Monday, Nov. 17, 1997 | 12:47 p.m.

The former Las Vegas headliner, who became famous with his 1963 hit "Danke Schoen" and was once listed in the Guinness Book of Records as the world's highest-paid entertainer, initially declared in U.S. Bankruptcy Court that he bought the paintings for a friend who reimbursed him.

Now, he contends they were stolen from a storage facility at his Las Vegas estate years ago, the Drug Enforcement Administration said.

Newton didn't return telephone calls placed to his Branson, Mo., theater, where he was performing today at the Yellow Ribbon Celebrity Theatre. His manager, Howard Cotner, wasn't available, a receptionist said from his Springfield, Mo., office.

Unhappy with the apparent flip-flop, the DEA wants Newton to prove the paintings are his.

"Normally, people whose property we seize abandon it, but they don't come back and reclaim it. This is unusual," DEA Special Agent Sharon Carter said.

A Newton attorney contacted federal authorities after last month's conviction of Jose B. Uribe, a former Coachella city manager who tried to swap the world-famous paintings for two suitcases stuffed with 25 kilograms of cocaine apiece on May 24, 1995, Carter said.

The drug suppliers turned out to be undercover DEA agents.

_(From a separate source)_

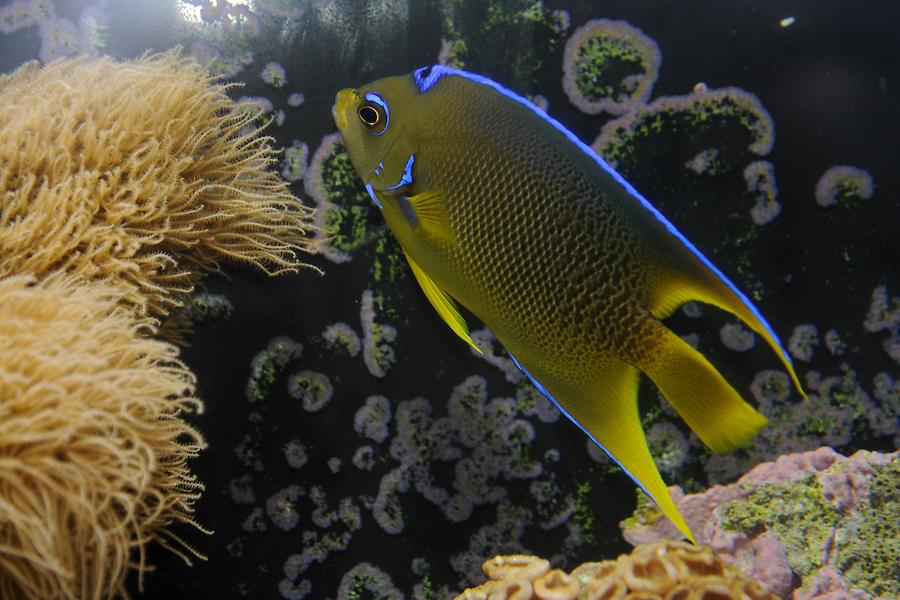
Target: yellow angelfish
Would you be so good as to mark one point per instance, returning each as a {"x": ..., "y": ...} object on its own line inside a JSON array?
[{"x": 501, "y": 209}]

They confiscated the artwork -- which included 10 Renoirs, two Dalis and a Matisse -- and arrested Uribe, 49, and Raymond Torres of Las Vegas. Torres pleaded guilty last year but is now attempting to retract that plea.

After Uribe's trial, the DEA was going to turn the paintings over to the U.S. marshal's service, which would have auctioned the art because no one had claimed them. Then Newton's attorney called, saying the entertainer wanted his art back.

In a statement to DEA agents shortly after his arrest, Torres said he got 20 paintings from an associate who had stolen them from Newton's Las Vegas estate. Torres told the DEA he promised the unnamed thief 3 kilograms of cocaine in exchange for the paintings and also sought help from a friend, Uribe, in figuring out how to sell the artwork.

In December 1994, Newton said in bankruptcy court that his Sotheby's account was used to pay $112,000 for "Baie de Pont Aven" and five of the 10 Renoirs seized by federal agents. Those paintings, however, were not listed in an inventory of Newton's assets filed in bankruptcy court.

He had been called to testify about the paintings and other expenses after creditors complained he was maintaining a lavish lifestyle even though he was more than $20 million in debt.

Newton contended that although five of the seized Renoirs were bought at Sotheby's auctions, charged to his account and shipped to his Las Vegas home, the artwork was actually purchased for a man named Keith Wood, a friend from Texas who reimbursed him.

Still, Newton and his wife, Kathleen, filed a report with Las Vegas authorities on Nov. 8, 1995 -- six months after Uribe and Torres were arrested -- that some paintings were stolen from their home.